Few cities in the world have managed to give their name to a common noun. The case of Tocuyo cloth is comparable to that of Damascus (damask fabrics) or Kashmir (cashmere wool).
Decline
The cloth industry went into decline in the 19th century due to several factors:
- Independence broke the colonial export networks.
- English industrialization dramatically lowered the price of industrial cotton, against which Tocuyan manual looms could not compete.
- Sugarcane and coffee took the place of cotton as the main crops of the valley.
- The customs policy of Gran Colombia and later of republican Venezuela did not protect local manufacturing.
By the early 20th century, Tocuyo cloth had disappeared as a commercial industry, although its memory remained in speech and in some family workshops.
Today
Some contemporary initiatives have tried to recover the cloth craft in El Tocuyo and the Humocaros as an artisanal product of cultural tourism and historical memory.
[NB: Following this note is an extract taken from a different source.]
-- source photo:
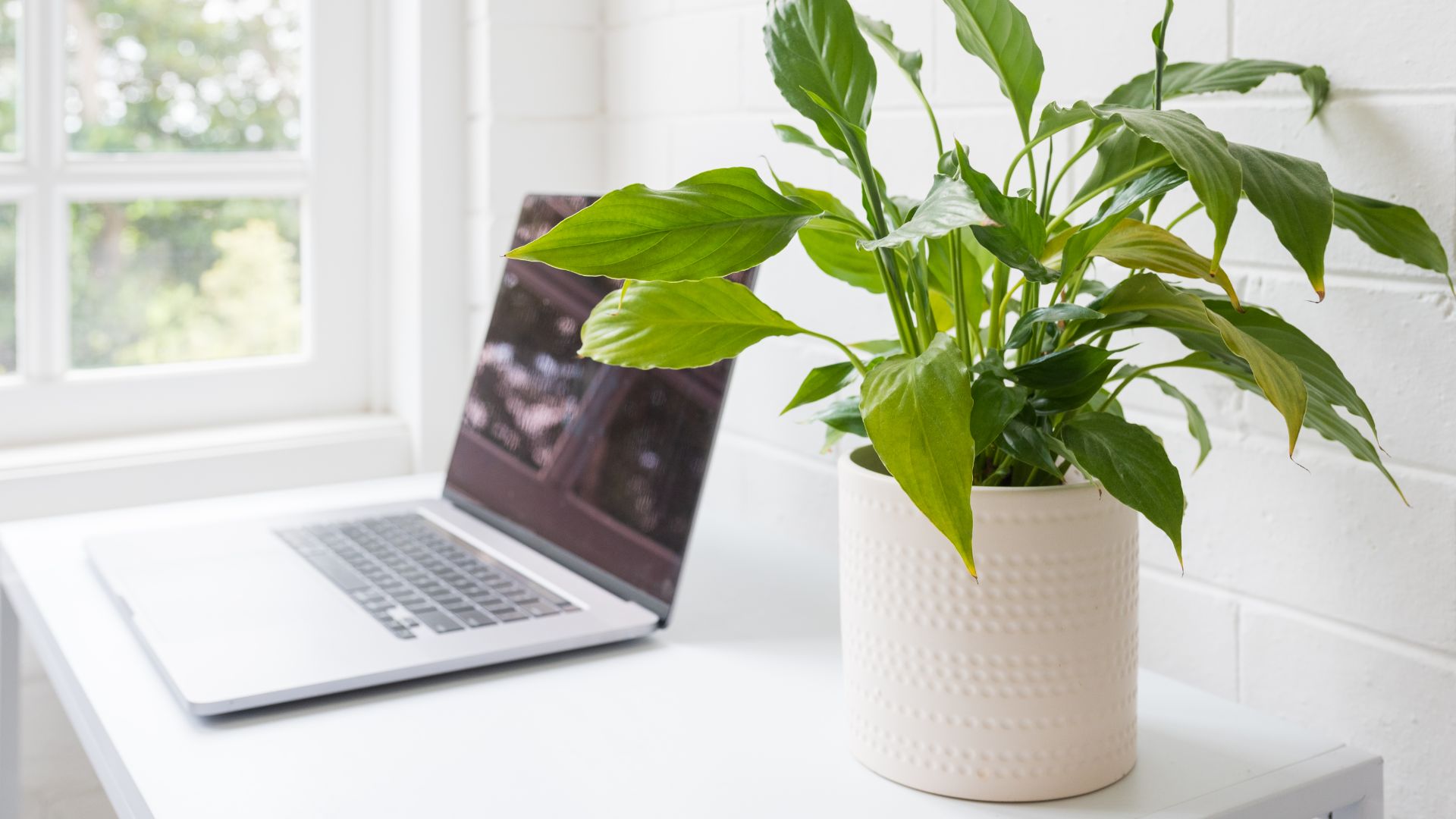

The "Don Eligio Anzola Anzola" House of Culture preserves loom pieces and samples of colonial fabrics.
For Tocuyans, the cloth is a lost pride and, at the same time, one of the most concrete proofs that their city once occupied a prominent place in world trade. Every time, in any corner of South America, someone says "a tocuyo" to name a fabric, they unknowingly honor the Mother City of Venezuela.